Word Embeddings Not Accurate

I am trying to build my own word2vec model using the code provided here
Link: - Word2Vec  |  TensorFlow Core

So i have even tried to increase the data as well for training the word embedding and i am able to achieve a good model accuracy but when i plot the word vectors on the Embedding Projector the distance between words or the word similarity is really bad, if i even use the cosine distance formula between very similar words the result is bad.

Whereas if the same data is used to train own embeddings using the Gensim library ( not pre-trained) the results of distance and similarity are way better, even on the Embedding Projector as well.

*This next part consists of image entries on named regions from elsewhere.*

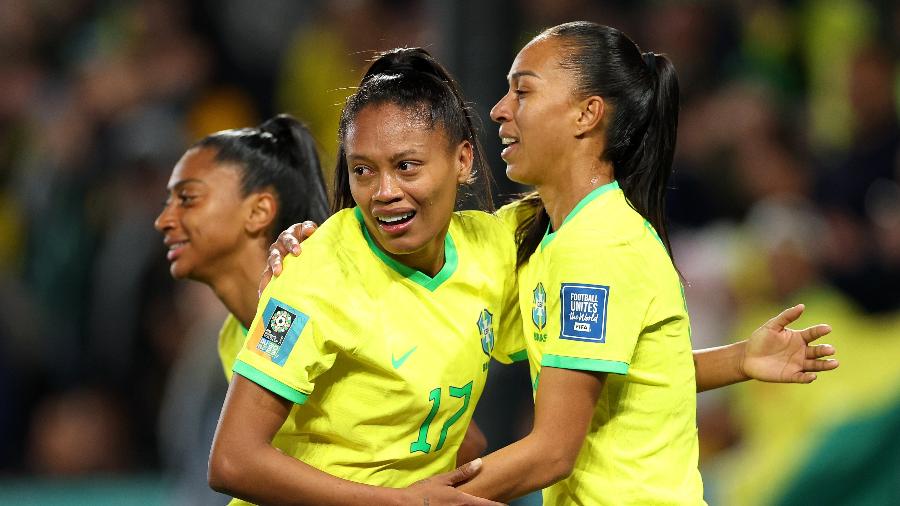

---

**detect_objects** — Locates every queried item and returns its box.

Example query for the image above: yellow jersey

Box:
[219,313,247,383]
[518,182,703,506]
[234,209,525,487]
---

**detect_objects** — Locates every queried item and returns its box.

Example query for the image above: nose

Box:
[491,92,510,123]
[373,170,403,203]
[153,204,175,232]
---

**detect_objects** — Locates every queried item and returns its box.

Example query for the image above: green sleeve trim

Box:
[509,350,528,362]
[541,355,628,374]
[233,360,307,404]
[541,180,620,250]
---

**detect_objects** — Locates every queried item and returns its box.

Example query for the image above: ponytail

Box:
[331,48,494,212]
[193,114,329,241]
[517,21,679,266]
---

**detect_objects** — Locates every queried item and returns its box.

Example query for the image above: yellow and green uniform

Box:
[219,313,247,383]
[518,182,703,505]
[234,210,525,487]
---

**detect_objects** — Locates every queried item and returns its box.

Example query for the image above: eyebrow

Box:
[347,148,423,163]
[507,70,541,81]
[166,179,203,192]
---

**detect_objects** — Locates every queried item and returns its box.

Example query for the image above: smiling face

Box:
[344,103,472,275]
[491,37,580,185]
[154,148,248,282]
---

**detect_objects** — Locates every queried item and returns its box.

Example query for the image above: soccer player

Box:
[209,49,512,505]
[154,114,328,381]
[461,22,829,505]
[271,23,837,504]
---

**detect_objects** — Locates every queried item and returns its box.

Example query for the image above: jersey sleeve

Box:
[541,241,649,374]
[491,272,528,364]
[234,258,337,404]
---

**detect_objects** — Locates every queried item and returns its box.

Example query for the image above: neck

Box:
[536,158,613,230]
[379,224,449,278]
[206,240,267,328]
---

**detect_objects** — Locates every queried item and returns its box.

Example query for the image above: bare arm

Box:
[694,304,839,392]
[209,374,506,506]
[459,367,606,501]
[456,420,487,464]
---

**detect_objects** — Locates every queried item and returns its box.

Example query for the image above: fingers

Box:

Please can someone help me regarding this, i want to use the Word2Vec code only which is provided by TensorFlow but i am not able to get good results for word distance and word similarity.

Could there be a problem in how you are serializing the embedding vectors and the associated words?

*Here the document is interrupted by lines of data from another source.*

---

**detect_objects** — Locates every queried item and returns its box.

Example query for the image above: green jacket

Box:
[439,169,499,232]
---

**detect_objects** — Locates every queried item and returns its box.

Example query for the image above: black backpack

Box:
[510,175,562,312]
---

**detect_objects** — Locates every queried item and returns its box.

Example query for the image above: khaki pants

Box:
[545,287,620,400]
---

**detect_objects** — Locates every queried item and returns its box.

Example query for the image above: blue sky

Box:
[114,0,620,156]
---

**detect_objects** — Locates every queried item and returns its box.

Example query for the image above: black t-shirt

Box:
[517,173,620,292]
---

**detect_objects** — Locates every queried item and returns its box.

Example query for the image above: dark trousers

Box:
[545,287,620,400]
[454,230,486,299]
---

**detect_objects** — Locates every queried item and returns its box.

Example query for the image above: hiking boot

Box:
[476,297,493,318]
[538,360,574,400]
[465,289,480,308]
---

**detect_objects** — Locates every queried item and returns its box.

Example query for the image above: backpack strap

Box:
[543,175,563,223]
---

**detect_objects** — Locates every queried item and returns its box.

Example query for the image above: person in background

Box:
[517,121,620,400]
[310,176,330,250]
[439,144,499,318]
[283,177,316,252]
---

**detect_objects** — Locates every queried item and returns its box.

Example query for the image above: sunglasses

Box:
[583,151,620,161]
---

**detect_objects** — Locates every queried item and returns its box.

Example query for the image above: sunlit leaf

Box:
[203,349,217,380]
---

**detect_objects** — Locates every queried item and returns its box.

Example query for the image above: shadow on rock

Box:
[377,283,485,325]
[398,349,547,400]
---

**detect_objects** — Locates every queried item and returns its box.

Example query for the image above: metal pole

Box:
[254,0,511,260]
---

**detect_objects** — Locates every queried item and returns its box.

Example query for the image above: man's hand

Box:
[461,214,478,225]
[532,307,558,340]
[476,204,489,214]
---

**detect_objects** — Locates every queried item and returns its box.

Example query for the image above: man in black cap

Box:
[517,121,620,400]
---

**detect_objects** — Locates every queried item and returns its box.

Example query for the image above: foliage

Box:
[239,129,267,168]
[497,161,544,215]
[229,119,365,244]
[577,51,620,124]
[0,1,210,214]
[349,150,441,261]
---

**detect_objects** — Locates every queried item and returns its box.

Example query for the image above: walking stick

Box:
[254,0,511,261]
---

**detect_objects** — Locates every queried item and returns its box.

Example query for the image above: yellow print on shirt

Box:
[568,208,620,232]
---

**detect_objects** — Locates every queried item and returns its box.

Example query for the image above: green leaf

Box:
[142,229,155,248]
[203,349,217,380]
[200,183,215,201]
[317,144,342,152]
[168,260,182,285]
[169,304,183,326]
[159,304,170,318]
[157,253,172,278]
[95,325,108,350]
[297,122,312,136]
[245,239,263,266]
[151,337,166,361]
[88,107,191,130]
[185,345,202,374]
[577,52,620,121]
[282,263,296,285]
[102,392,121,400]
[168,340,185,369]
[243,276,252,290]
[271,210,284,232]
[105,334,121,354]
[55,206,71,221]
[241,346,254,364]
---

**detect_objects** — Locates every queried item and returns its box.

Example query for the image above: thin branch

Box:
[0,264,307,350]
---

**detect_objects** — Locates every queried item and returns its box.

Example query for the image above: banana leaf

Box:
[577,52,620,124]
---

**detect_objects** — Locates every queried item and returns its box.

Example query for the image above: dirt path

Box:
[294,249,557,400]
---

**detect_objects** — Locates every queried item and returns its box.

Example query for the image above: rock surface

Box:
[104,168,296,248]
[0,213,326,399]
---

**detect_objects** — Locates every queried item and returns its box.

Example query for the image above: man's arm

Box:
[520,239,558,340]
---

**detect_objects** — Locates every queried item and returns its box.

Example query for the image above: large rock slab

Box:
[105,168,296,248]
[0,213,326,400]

Also, can you confirm there is no difference in the hyperparameters that you are using in TensorFlow and Genism?

1 Like

I am sure regarding the serializing of the vectors and associated word. But regarding the hyper-parameters, i have tried my best to use the same but gensim model is like a blackbox so with just one sentence of code i get the entire word vector array, surely there might be some changes in the code or the processing part but the Tensorflow model is giving no result at all.

Also there has been an issue raised before on the Github Repository of Tensorflow but it doesn’t seem to have been solved.
Issue Raised: - The word vector obtained by the word2vec tutorial is very bad · Issue #50645 · tensorflow/tensorflow · GitHub

Hi @aiman_shivani . Sorry, that was posted by mistake. It was not related to the tutorial code.

/Cc: @markdaoust may be Mark can shed some additional light.